Business Features
Greek crisis casts shadow over euro expansion (Feature)
By Andrew McCathie May 4, 2010, 4:08 GMT
Berlin - Estonia's ambitions to become the 17th member of the euro is shaping up to be a key test of Europe's commitment to roll out the common currency across Central Europe, especially as Greece's financial crisis threatens to undercut the expansion drive.
With its deficit and debt levels comfortably within the strict fiscal targets for euro-candidates, Estonia had hoped that it would become the third member from the new European Union (EU) countries to sign up to the euro, adapting the common currency in January 2011.
But the mood surrounding eurozone enlargement in Europe's key capitals has darkened after the EU was forced to mount a major rescue operation for Greece amid claims that Athens cooked its books to gain entry into the eurozone in 2001, two years after the euro was launched in 1999.
'Having burnt their fingers with Greece's entry, the Europeans will be ensuring they double check the numbers this time,' said Rainer Guntermann, senior European economist with Germany's Commerzbank AG.
Even during the best of economic times, Western Europe's political and economic establishment are very cautious about opening up the exclusive euro club to new members.
But financial markets might see a delay in Estonia's membership as a sign of tensions in the eurozone.
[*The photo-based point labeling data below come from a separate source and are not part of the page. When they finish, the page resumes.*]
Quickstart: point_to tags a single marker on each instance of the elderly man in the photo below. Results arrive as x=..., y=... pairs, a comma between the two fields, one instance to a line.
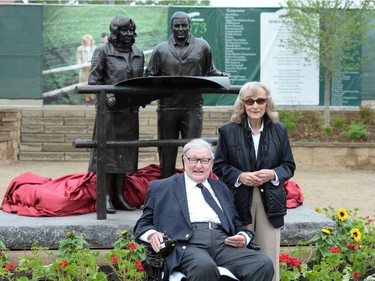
x=199, y=213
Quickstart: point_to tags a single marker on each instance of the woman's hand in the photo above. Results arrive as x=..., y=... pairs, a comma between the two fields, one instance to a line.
x=257, y=178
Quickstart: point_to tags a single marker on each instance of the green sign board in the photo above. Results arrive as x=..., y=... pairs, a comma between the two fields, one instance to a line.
x=21, y=52
x=246, y=44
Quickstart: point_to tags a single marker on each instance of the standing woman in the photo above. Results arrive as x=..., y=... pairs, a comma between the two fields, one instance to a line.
x=84, y=55
x=254, y=158
x=117, y=60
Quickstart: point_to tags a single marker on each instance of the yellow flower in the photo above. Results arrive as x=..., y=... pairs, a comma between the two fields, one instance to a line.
x=325, y=231
x=355, y=234
x=342, y=214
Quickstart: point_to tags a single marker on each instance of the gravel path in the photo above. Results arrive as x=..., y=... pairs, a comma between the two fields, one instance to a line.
x=350, y=190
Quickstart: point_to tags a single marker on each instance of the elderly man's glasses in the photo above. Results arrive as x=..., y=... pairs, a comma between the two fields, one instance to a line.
x=251, y=101
x=196, y=160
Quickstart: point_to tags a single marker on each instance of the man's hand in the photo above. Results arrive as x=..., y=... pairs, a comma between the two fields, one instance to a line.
x=236, y=241
x=111, y=101
x=155, y=240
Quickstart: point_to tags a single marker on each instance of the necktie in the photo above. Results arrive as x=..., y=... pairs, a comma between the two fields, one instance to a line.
x=211, y=201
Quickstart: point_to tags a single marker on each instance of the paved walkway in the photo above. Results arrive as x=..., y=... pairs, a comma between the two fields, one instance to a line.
x=321, y=188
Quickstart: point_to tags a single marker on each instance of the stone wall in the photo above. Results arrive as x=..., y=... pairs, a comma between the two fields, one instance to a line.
x=10, y=123
x=46, y=134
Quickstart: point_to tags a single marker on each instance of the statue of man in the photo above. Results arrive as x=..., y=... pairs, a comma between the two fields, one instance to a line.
x=117, y=60
x=181, y=55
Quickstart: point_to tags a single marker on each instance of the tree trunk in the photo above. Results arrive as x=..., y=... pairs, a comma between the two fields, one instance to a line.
x=327, y=94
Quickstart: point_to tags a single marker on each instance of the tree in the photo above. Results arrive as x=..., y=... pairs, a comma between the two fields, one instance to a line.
x=329, y=32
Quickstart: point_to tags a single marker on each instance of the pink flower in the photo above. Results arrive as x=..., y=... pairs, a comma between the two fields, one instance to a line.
x=294, y=262
x=284, y=258
x=10, y=267
x=64, y=263
x=138, y=264
x=335, y=250
x=114, y=259
x=132, y=246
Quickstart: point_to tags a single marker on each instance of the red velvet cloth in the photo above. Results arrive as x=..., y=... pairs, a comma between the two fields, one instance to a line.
x=294, y=196
x=37, y=196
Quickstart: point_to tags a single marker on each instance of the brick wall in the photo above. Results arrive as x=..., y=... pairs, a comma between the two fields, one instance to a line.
x=48, y=132
x=10, y=122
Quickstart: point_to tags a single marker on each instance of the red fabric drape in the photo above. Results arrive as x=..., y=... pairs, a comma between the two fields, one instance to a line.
x=32, y=195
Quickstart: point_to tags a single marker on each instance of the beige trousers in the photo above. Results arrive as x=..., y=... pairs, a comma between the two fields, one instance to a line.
x=266, y=235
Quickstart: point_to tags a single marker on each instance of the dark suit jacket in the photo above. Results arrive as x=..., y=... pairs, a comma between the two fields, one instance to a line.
x=166, y=210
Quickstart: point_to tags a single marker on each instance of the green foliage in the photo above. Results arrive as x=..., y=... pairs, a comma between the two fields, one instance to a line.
x=75, y=261
x=356, y=131
x=290, y=119
x=343, y=253
x=329, y=34
x=72, y=244
x=308, y=126
x=339, y=123
x=367, y=114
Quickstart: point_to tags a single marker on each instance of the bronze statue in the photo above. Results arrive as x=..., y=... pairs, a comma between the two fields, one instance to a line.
x=181, y=55
x=117, y=60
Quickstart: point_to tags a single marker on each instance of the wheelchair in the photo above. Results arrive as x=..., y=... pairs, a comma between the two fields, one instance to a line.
x=155, y=269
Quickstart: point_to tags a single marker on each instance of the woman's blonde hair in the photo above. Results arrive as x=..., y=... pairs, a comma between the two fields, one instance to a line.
x=239, y=111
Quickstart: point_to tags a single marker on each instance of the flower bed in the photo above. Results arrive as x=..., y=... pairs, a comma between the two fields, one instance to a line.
x=344, y=253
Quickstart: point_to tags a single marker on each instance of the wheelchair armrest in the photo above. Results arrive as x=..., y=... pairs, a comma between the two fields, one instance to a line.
x=166, y=247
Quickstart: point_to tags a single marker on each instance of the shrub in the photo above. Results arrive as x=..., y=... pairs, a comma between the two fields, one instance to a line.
x=344, y=253
x=356, y=131
x=75, y=261
x=290, y=120
x=367, y=114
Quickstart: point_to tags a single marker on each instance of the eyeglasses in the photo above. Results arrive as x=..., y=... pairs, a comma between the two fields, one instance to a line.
x=196, y=160
x=251, y=101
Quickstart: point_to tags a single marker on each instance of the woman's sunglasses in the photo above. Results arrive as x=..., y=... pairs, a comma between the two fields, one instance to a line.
x=251, y=101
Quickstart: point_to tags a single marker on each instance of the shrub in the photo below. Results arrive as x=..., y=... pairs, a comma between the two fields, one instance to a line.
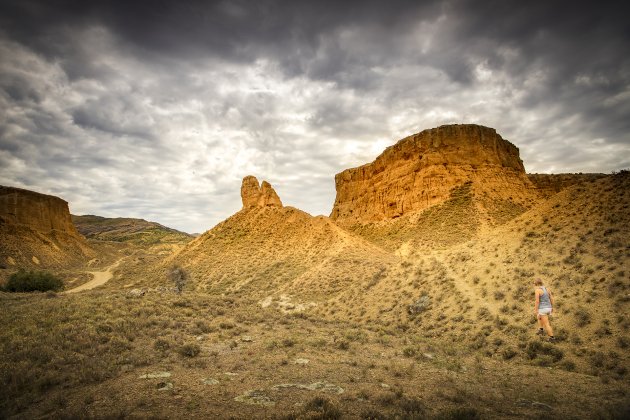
x=323, y=408
x=179, y=277
x=32, y=281
x=190, y=350
x=582, y=317
x=412, y=407
x=460, y=413
x=536, y=349
x=509, y=353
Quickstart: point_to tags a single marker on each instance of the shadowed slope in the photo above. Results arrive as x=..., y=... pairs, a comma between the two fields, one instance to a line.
x=279, y=249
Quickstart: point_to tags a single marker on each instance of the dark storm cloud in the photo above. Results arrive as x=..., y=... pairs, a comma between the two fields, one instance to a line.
x=158, y=108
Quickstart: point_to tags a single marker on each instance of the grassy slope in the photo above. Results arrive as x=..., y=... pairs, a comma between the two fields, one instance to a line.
x=135, y=231
x=472, y=347
x=83, y=355
x=481, y=291
x=274, y=251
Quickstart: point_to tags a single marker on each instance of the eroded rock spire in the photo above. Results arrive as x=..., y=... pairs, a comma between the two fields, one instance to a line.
x=255, y=195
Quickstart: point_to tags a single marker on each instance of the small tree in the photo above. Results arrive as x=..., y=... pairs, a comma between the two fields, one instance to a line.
x=179, y=277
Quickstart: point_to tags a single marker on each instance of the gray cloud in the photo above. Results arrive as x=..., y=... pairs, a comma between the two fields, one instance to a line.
x=158, y=109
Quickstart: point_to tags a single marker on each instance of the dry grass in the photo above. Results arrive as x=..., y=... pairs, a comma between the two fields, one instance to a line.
x=273, y=287
x=83, y=355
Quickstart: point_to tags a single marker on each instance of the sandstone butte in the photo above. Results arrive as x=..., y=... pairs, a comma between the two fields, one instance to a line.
x=421, y=170
x=255, y=195
x=39, y=212
x=37, y=229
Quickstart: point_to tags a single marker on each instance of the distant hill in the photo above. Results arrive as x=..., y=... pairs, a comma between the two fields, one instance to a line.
x=135, y=231
x=267, y=251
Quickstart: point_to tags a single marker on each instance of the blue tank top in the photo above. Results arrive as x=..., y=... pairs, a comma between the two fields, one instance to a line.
x=545, y=301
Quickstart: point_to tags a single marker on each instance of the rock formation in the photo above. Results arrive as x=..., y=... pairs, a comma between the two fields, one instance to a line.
x=423, y=169
x=255, y=195
x=40, y=212
x=36, y=229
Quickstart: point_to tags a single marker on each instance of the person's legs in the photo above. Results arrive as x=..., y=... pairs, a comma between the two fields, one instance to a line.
x=540, y=326
x=544, y=319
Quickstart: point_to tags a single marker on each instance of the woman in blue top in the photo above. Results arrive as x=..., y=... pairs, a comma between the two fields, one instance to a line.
x=543, y=308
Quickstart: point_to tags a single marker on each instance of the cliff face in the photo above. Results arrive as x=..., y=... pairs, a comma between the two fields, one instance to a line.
x=40, y=212
x=422, y=170
x=551, y=184
x=36, y=230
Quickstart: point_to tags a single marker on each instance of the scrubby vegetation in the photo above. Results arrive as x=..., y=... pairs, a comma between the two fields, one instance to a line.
x=33, y=281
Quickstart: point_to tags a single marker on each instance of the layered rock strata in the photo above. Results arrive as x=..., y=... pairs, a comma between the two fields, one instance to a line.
x=40, y=212
x=255, y=195
x=421, y=171
x=36, y=230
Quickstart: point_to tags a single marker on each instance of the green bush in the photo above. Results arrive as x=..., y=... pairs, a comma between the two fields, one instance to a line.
x=32, y=281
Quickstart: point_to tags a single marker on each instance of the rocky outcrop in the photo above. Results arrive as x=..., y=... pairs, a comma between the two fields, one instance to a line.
x=40, y=212
x=36, y=231
x=551, y=184
x=423, y=169
x=255, y=195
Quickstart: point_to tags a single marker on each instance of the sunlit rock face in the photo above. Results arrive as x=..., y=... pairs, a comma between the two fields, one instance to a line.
x=255, y=195
x=421, y=171
x=40, y=212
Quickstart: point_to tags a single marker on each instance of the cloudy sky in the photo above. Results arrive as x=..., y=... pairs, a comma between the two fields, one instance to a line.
x=157, y=109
As a result, giving the small Baltic state the green light for adopting the euro could also signal Europe's confidence in the currency bloc.
Long considered in the vanguard of economic performers among the new EU members, Estonia's hopes of replacing the kroon with the euro come as most European nations gear up for a round of big budget cuts after their deficit and debt levels ballooned in the wake of what has been the world's deepest recession in a generation.
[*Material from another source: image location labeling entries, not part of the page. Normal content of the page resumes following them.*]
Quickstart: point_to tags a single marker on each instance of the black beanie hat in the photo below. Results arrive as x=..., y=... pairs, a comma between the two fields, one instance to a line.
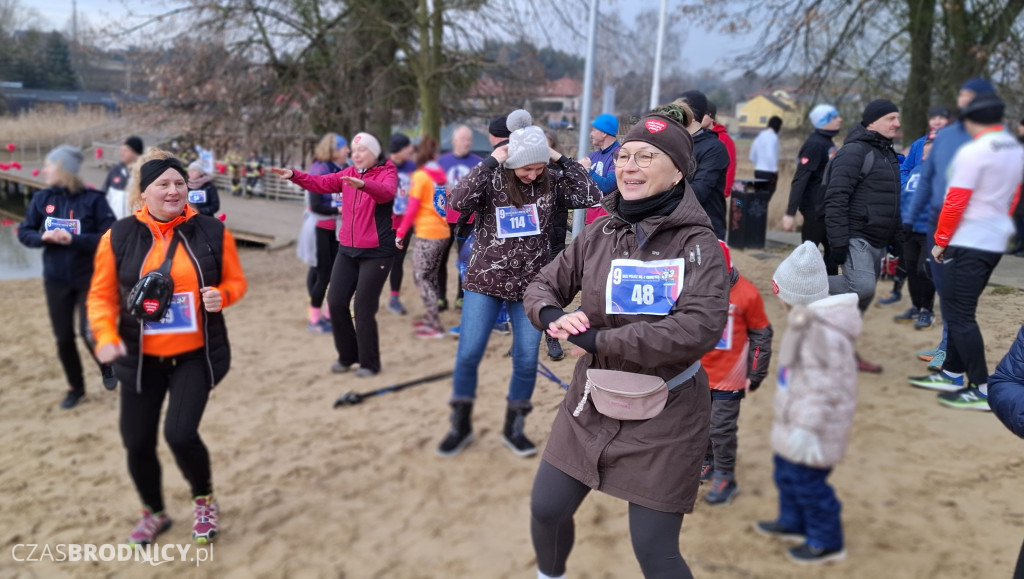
x=499, y=127
x=697, y=102
x=878, y=109
x=984, y=110
x=667, y=134
x=135, y=143
x=397, y=142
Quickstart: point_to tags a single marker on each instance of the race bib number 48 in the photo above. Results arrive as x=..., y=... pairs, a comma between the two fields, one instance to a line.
x=517, y=221
x=636, y=287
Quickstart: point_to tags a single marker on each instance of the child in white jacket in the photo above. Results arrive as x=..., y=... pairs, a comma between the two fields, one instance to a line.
x=815, y=400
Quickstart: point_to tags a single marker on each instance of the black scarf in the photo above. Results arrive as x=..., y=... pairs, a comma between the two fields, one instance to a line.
x=662, y=204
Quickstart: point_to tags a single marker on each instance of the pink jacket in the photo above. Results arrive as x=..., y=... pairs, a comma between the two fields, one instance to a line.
x=366, y=213
x=817, y=377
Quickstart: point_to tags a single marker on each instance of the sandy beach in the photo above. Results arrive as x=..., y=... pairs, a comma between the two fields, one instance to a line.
x=357, y=492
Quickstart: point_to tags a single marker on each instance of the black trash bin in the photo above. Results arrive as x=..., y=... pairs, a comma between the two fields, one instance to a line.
x=749, y=213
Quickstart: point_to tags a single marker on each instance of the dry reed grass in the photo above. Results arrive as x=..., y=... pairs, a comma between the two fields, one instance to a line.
x=35, y=125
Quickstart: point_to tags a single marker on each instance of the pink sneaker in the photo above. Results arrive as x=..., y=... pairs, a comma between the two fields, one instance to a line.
x=428, y=332
x=205, y=527
x=148, y=527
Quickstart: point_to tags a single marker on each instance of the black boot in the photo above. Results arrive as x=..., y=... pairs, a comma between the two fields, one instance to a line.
x=462, y=429
x=514, y=435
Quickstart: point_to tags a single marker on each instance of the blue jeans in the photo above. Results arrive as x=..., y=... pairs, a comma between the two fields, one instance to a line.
x=807, y=504
x=478, y=314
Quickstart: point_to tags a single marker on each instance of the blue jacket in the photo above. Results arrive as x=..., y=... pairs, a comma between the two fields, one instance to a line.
x=602, y=168
x=910, y=187
x=932, y=189
x=1006, y=387
x=912, y=159
x=70, y=264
The budget deficit of the 16-member eurozone is expected to average 6 per cent of gross domestic product this year, well above the 3-per-cent target, thanks to falling tax revenue and growing government spending on economic stimulus measures.
In the meantime, the Greek fiasco is also fuelling speculation that European leaders might now move to toughen even further the criteria for euro membership.
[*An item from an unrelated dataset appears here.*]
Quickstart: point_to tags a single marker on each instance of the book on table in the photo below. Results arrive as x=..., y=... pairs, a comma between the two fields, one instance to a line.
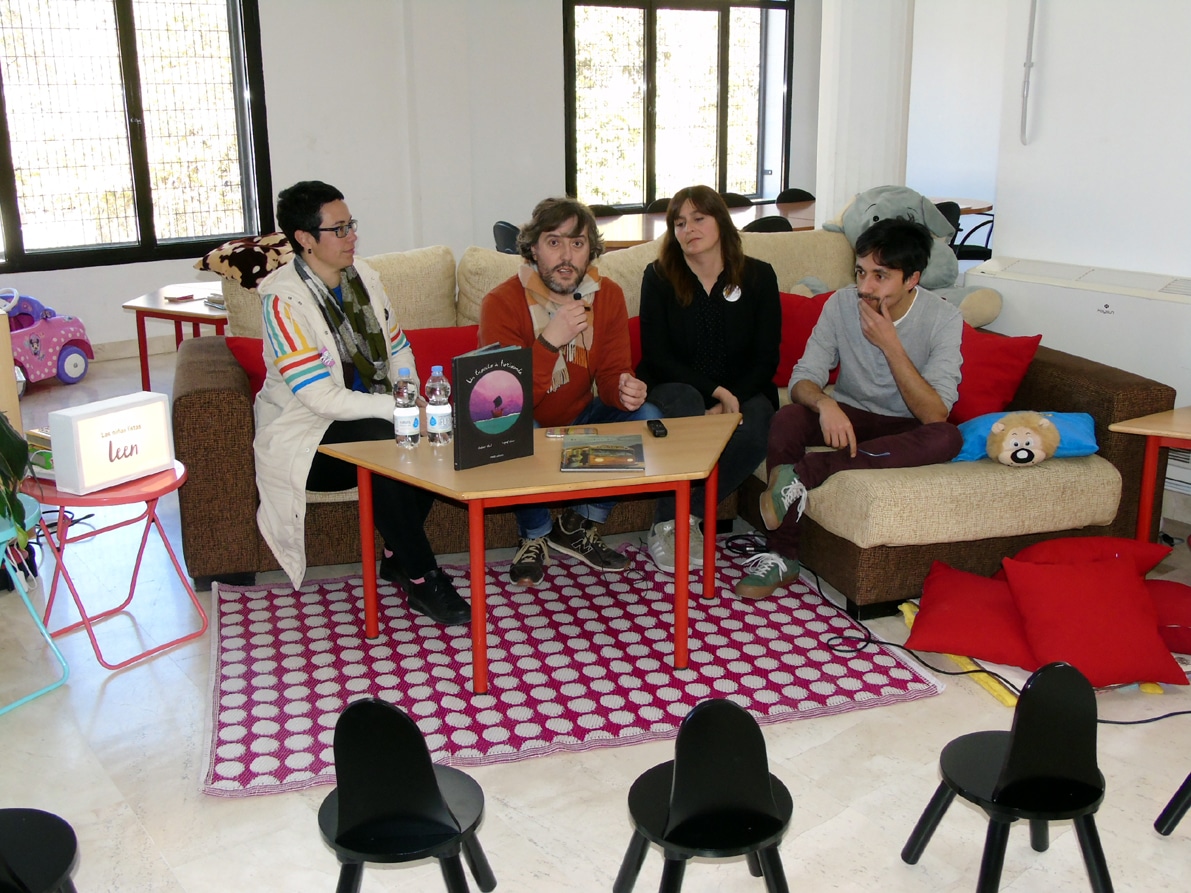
x=493, y=391
x=603, y=453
But the new EU states, their economies having taken a hammering during the recession, are in no mood to slash public spending further to bring their budgets into line with current or stricter euro fiscal targets.
Initially seen as a safe haven as the global economic crisis tightened its grip, the euro now seems to have fallen out of favour with the new emerging economies in Central Europe. Many have pushed back their deadlines for membership applications further into the decade.
Earlier last month, Bulgaria announced that it was abandoning plans for joining the euro in the next three years after unaccounted procurement deals signed by the previous government left the country with a bigger-than-expected deficit last year.
Having managed to escape recession last year, Poland also seems reluctant to put at risk its current modest economic growth by moving to wind back its deficit from its present level of 7 per cent of GDP.
Since it was originally launched in 1999, euro membership has only been expanded to include relatively small EU member states. Thus, Poland's eurozone entry would prove a major challenge to the currency bloc's ability to absorb an economy that is based around a population of nearly 40 million people.
Under their EU membership agreements, Central European states are required to join the eurozone when they fulfil the strict conditions for membership.
Brussels is to set out next month which EU states currently outside the eurozone meet the strict fiscal criteria for adapting the common currency.
This includes a particularly tough inflation rule calling for consumer prices that are no more than 1.5 percentage points above the average of the three EU countries with the slowest price growth.
With Estonia having a sparkling set of fiscal numbers such as a projected 2010 deficit of 2.5 per cent and an inflation rate of 1.1 per cent, the country would seem to be a shoo-in for eurozone membership.
But the European establishment has in the past also insisted that euro candidates have to demonstrate that their budget, debt and inflation numbers are sustainable, which has also raised concerns that expansion could come down to a political decision.
Thus, questioning the sustainability of Estonia's key economic indicators might give Europe the chance to play for time and to delay the nation's euro entry ... and raise questions about further euro expansion.